Я кивнул. Учитель подобрал с земли прутик и написал на размокшем глинистом берегу Сетуни: 2 х 2 = 5.
— Я берусь тебе это доказать, — сказал он и начертил ниже: (2 х 2) - (2 х 2) = 5 - 5.
— Правая часть равенства равна нулю, левая тоже. Правильно?
Я не нашёл подвоха.
— Это равенство, — сказал Учитель, — можно упростить, если вынести за скобки общий множитель: «один минус один».
Он написал: (2 х 2) х (1 - 1) = 5 х (1 - 1).
Я проверил: (2 х 2) х (1 - 1) = (2 х 2) - (2 х 2); 5 х (1 - 1) = 5 - 5.
— А теперь мы сократим на общий множитель, — сказал Кузьма Николаевич, и на глине получилось: (2 х 2) х ( 1 - 1) = 5 х ( 1 - 1).
2 х 2 = 5.
Учитель хмыкнул, неодобрительно поглядывая на произведённую работу.
Я проверил его элементарные выкладки раз десять, не нашёл ошибки и испытал ощущение лёгкой паники. Что это значило? Меня неправильно учили? Или математика несла в себе неразрешимое противоречие?
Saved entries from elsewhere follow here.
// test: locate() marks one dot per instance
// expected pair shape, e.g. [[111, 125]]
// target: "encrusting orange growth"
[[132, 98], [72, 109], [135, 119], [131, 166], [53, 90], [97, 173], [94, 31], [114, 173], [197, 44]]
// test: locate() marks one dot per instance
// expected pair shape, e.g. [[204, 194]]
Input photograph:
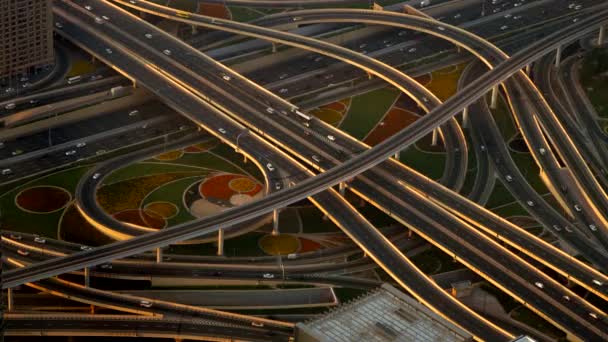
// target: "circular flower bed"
[[43, 199]]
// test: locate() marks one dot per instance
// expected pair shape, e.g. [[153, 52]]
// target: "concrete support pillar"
[[159, 255], [220, 242], [494, 99], [275, 222], [87, 277], [435, 137], [10, 300]]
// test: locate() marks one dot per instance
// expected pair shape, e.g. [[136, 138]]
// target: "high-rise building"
[[26, 36]]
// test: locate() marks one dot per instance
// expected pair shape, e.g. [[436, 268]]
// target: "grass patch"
[[367, 110]]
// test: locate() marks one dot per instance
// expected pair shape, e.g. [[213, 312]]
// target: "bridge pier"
[[558, 56], [87, 277], [10, 301], [434, 137], [159, 255], [275, 222], [220, 242], [494, 99], [342, 188]]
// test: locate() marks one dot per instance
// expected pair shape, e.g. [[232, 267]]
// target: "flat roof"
[[385, 314]]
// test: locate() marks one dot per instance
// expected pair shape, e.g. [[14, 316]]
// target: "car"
[[145, 303]]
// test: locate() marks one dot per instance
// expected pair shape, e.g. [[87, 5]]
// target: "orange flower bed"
[[43, 199], [394, 121], [141, 218], [218, 187]]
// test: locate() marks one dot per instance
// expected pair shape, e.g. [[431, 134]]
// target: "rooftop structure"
[[385, 314], [27, 36]]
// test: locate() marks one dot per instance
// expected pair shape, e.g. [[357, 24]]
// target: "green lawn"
[[367, 110]]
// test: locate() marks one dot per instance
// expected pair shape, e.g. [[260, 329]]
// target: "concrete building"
[[26, 28], [385, 314]]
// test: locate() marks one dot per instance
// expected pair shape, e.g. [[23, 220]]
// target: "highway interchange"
[[266, 129]]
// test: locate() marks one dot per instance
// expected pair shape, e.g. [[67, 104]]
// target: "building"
[[26, 28], [385, 314]]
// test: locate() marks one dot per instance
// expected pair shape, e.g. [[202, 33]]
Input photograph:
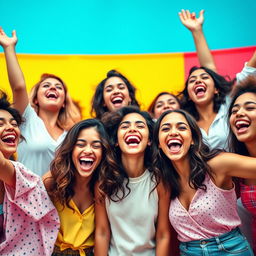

— Не волнуйся так, — успокоил Кузьма Николаевич. — Ты всего-то забыл, что нельзя делить на ноль. А я разделил, только скрытно, замаскировав его под «один минус один». Если бы ты знал математику хорошо, ты б заметил это быстрее. А если б вообще её не знал, то я бы и доказать тебе ничего не смог. Понимаешь, как легко морочить голову полуобразованному человеку? Хочешь, я теперь докажу, что если от четырёх отнять один, будет пять?
Рядом с равенствами Учитель начертил прямоугольник.
— Сколько углов? Один, два, три... Четыре.
Носком сапога он стёр у прямоугольника правый нижний угол.
— А теперь сколько углов? — Теперь пять. Я отнял от четырёх один и получил пять. Попробуй-ка меня опровергнуть.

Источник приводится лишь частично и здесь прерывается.